Une alliance américaine inattendue pour l’IA… syndicats ouvriers et géants de la tech

Dans la course mondiale à l’IA, les syndicats américains de la construction s’allient aux géants de la tech pour bâtir des datacenters massifs, boostant emplois et formations, malgré les critiques sur l’énergie et l’environnement. Cette union improbable propulse les troupes syndicales à des records, avec des classes d’apprentis doublées et des heures de travail qui explosent.

Les syndicats du bâtiment, traditionnellement voix des travailleurs, construisent l’économie IA américaine aux côtés des géants du cloud et de l’IA. Les datacenters absorbent 40 % des heures de travail au Columbus-Central Ohio Building Trades Council et plus de 50 % pour l’IBEW Local 26 à Washington D.C..

North America’s Building Trades Unions a atteint un record d’adhésion en 2025, avec des formations aux datacenters en expansion rapide, comparable aux années 1950. Les géants de la tech investissent des dizaines de millions de dollars en programmes, à l’exemple de Google accorde 10 millions de dollars pour élargir de 70 % le pipeline d’électriciens syndiqués.

Quant à Sam Altman, le CEO d’OpenAI, il loue : « Les ouvriers syndiqués [qui] posent les fondations de l’économie IA ».

Partenariats stratégiques et lobbying

Les syndicats soutiennent les projets face aux oppositions locales sur l’eau, l’énergie et le bruit, alignés sur la rhétorique de sécurité nationale contre la Chine.
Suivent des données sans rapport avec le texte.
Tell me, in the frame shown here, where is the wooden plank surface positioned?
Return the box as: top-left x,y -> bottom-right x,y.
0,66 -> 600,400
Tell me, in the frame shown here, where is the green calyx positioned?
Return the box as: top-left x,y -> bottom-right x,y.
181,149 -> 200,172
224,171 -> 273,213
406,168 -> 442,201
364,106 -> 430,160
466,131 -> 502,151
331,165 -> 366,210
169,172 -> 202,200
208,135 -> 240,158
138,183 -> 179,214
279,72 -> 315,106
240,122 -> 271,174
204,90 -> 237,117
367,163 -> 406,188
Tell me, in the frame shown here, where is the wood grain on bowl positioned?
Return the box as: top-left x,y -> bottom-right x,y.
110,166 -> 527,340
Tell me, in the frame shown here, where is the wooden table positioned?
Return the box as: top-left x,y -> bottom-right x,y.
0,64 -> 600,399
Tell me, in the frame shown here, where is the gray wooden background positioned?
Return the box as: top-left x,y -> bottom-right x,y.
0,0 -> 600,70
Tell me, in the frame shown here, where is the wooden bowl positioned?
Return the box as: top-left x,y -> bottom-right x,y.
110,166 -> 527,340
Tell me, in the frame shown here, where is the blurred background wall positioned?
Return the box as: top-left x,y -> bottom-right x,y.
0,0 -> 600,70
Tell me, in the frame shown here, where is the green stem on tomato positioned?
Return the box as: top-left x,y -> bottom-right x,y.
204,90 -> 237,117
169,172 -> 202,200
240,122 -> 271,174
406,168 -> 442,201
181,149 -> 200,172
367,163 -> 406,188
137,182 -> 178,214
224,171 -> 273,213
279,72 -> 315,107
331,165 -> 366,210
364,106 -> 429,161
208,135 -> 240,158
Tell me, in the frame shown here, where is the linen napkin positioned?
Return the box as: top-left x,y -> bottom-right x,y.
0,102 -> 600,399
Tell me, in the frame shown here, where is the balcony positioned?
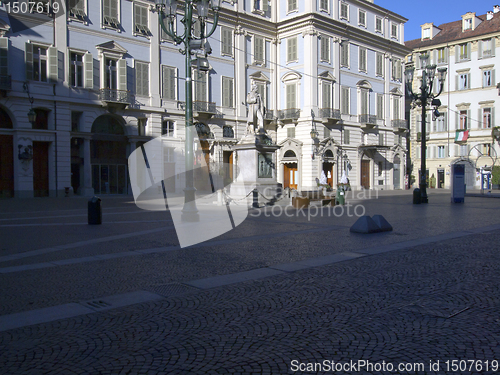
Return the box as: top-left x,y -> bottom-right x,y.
391,120 -> 408,132
358,115 -> 377,129
278,108 -> 300,121
319,108 -> 342,124
99,89 -> 135,108
0,75 -> 12,91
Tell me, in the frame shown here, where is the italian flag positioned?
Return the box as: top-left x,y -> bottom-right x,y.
455,130 -> 469,142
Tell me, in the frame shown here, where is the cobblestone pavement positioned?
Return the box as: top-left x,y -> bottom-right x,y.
0,195 -> 500,375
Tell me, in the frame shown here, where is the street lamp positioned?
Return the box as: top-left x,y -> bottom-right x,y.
405,54 -> 446,203
155,0 -> 221,221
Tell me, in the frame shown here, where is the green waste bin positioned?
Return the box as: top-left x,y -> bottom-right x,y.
335,186 -> 345,205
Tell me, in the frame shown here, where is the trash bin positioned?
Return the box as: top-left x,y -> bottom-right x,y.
335,186 -> 345,205
88,197 -> 102,225
413,188 -> 422,204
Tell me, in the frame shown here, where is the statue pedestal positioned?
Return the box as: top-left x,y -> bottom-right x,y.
229,137 -> 280,202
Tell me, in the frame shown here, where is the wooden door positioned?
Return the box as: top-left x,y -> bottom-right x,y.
33,142 -> 49,197
283,163 -> 298,189
361,160 -> 370,189
0,135 -> 14,198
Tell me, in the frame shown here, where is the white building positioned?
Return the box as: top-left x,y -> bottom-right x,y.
406,6 -> 500,189
0,0 -> 408,197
Ils négocient des accords sur des campus comme Stargate (Oracle-OpenAI) au Michigan, couvrant 90 % des datacenters US pour les plombiers syndiqués.

Dans les États, ils bloquent les moratoires (Maine) ou les taxes (Virginie), forçant les démocrates à choisir entre ouvriers et progressistes. En Pennsylvanie, le gouverneur Rob Bair défend : « Ces jobs profitent aux communautés – demandez des écoles financées ! »

Aux États-Unis, où un tiers (seulement) des chantiers sont syndiqués, Mark McManus, élu du syndicat des plombiers, admet l’alliance avec les « plus riches du monde », mais il argue que « Sans nous, les data centers se bâtiraient quand même ». Quand les besoins énergétiques relancent les usines, cela vaut bien de fermer les yeux sur les luttes syndicales et environnementales.